Aus jener Zusammenarbeit sind zuletzt die steil verlaufenden Karrieren von Füchse-Talenten wie Max Beneke und EM-Fahrer Nils Lichtlein entsprungen. Mit den beiden, Lasse Ludwig, Moritz Sauter, Matthes Langhoff und Tim Freihöfer stellten die Berliner gleich sechs Spieler im deutschen Aufgebot, das 2023 die U21-WM gewann. Sie alle waren einst bei Potsdam oder spielen noch immer in der brandenburgischen Landeshauptstadt.
Sollte Potsdam in der laufenden Saison tatsächlich aufsteigen, würde das doppelte Spielrecht für beide Vereine allerdings erlöschen, da es innerhalb derselben Liga nicht erlaubt ist. „Für die Füchse ist es eine denkbar beschissene Situation“, resümiert Hanning. Als Geschäftsführer würde er das aktuelle Förderungssystem gerne beibehalten, doch als Trainer will er den maximalen Erfolg – und damit das unausweichliche Ende der Kooperation. „Wenn es möglich ist, werden wir es gemeinsam stemmen und den Aufstieg möglich machen“, so Hanning ambitioniert.

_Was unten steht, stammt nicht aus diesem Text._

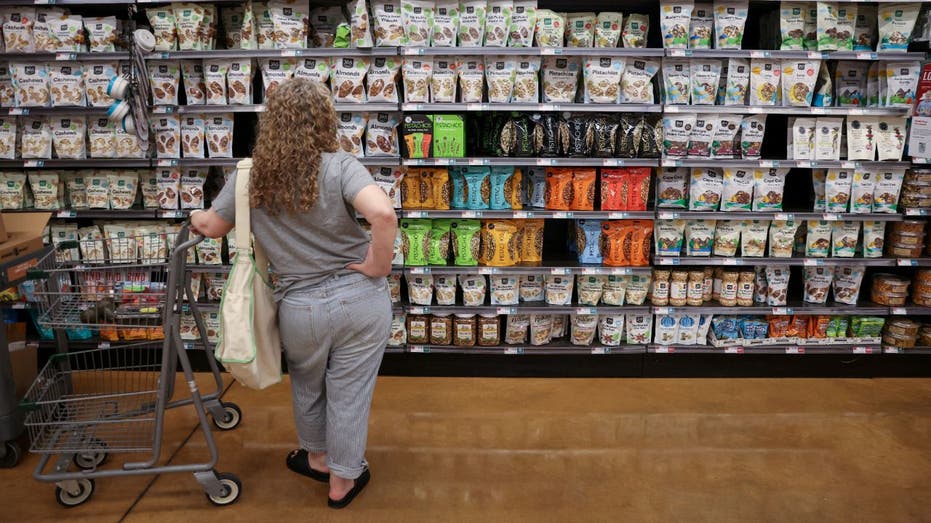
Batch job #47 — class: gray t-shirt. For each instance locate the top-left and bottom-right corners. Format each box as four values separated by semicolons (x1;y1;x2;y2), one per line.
213;152;375;299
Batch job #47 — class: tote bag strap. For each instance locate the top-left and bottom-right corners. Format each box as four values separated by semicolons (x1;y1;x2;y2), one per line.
236;158;268;283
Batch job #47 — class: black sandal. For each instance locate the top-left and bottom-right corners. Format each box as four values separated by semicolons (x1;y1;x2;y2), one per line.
285;449;330;483
327;468;372;508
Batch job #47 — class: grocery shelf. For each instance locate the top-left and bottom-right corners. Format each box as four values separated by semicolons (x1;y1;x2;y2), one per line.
895;258;931;267
403;261;652;275
0;158;152;169
661;158;911;169
399;209;656;220
407;343;646;355
403;302;650;316
652;301;889;316
401;103;663;113
647;344;882;355
666;48;925;60
656;210;903;222
653;256;900;267
663;104;909;116
152;103;398;114
401;157;659;167
883;345;931;356
398;47;665;58
146;47;398;60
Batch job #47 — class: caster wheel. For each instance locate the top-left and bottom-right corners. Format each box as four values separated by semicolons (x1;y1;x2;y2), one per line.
72;439;107;470
55;478;94;508
213;403;242;430
207;472;242;507
0;441;22;469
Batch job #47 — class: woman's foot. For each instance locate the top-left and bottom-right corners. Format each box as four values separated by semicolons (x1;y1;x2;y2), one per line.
285;449;330;483
327;468;372;508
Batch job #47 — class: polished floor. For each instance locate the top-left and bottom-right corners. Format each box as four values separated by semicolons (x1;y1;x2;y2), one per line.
0;377;931;523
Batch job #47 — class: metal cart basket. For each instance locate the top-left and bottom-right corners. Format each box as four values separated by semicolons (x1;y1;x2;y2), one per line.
22;226;242;507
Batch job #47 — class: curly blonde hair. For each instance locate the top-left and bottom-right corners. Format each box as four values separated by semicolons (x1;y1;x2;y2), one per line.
249;78;339;215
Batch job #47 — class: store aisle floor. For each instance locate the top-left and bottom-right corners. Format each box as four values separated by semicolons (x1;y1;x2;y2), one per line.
0;377;931;523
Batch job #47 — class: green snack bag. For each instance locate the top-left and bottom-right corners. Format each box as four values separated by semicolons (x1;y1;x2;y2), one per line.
333;22;352;49
450;220;482;265
427;219;453;265
401;220;432;266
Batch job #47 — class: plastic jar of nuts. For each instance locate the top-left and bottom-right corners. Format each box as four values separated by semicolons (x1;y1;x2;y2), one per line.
870;273;911;306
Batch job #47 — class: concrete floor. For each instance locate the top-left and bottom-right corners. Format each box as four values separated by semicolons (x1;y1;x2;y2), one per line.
0;378;931;523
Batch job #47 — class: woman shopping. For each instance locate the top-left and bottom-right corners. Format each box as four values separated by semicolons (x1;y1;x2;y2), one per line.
191;78;397;508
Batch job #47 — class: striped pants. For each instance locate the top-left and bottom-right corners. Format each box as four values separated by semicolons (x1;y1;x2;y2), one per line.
278;273;391;479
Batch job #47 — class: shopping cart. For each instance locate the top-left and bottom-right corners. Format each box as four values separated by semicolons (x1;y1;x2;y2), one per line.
22;226;242;507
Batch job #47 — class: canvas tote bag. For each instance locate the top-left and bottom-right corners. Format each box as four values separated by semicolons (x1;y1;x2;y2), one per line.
215;158;281;389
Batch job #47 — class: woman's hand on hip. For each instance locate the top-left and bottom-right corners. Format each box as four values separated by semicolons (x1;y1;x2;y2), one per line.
346;244;391;278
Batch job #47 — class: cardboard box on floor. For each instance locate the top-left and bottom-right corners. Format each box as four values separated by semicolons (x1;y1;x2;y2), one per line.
0;212;52;289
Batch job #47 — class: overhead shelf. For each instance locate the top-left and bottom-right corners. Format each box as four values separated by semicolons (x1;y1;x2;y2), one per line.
653;256;900;267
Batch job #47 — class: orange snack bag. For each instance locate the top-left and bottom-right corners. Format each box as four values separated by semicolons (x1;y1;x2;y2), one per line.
570;169;598;211
546;168;573;211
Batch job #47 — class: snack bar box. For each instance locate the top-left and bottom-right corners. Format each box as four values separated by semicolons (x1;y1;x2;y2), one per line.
0;212;52;289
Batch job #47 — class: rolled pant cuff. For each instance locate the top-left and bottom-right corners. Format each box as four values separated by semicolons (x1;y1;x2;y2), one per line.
327;458;368;479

Hannings Vorschlag stößt auf gemischte Resonanz
Frank von Behren, Geschäftsführer beim VfL Potsdam, findet Hannings Vorschlag, im Falle des Aufstiegs eine nationale Förderstätte in der höchsten Liga zu etablieren, „einfach überragend“. Er stünde voll hinter der Idee und erklärt rbb|24: „Seit Jahren diskutieren wir in Deutschland, wie wir die Anschlussförderung von Jugend zum Männerbereich verbessern können. Eine Art Juniorennationalmannschaft in der Bundesliga zu etablieren, wäre nun ein großer Schritt und eine große Chance, die Nachwuchsförderung zu optimieren.“
Der Verband und vor allem die Liga reagieren hingegen deutlich verhaltener. DHB-Präsident Andreas Michelmann bezeichnete Hannings Vorstoß als „spannendes Thema“, mit diesem könne man sich so kurz vor der Heim-EM aber nicht beschäftigen. „Nach dem Turnier werden wir uns aber ganz sicher mit den Plänen auseinandersetzen“, sagte Michelmann dem SID. Liga-Geschäftsführer Frank Bohmann äußert sich kritischer. „Es ist ganz sicher nicht im Sinne des Wettbewerbs, seine besten Talente an einen direkten Konkurrenten abzugeben“, erklärt er dem SID. „Konzentration ist prinzipiell nicht schlecht, aus den besten Nachwuchsspielern aber ein Team zu formen, das zudem im Wettbewerb zu anderen Wirtschaftsunternehmen steht, halte ich für problematisch. Bei anderen Bundesligisten wird schließlich auch sehr gute Arbeit geleistet.“
Hanning beteuerte zwar, bereits mit Verantwortlichen gesprochen und eine „offene“ Reaktion erhalten zu haben, das bisherige Meinungsbild wirkt jedoch gemischt. Ob und wie es mit seinem Vorschlag weitergeht, soll sich im Februar nach der Heim-EM abzeichnen – und ist auch maßgeblich vom sportlichen Abschneiden des VfL Potsdam abhängig.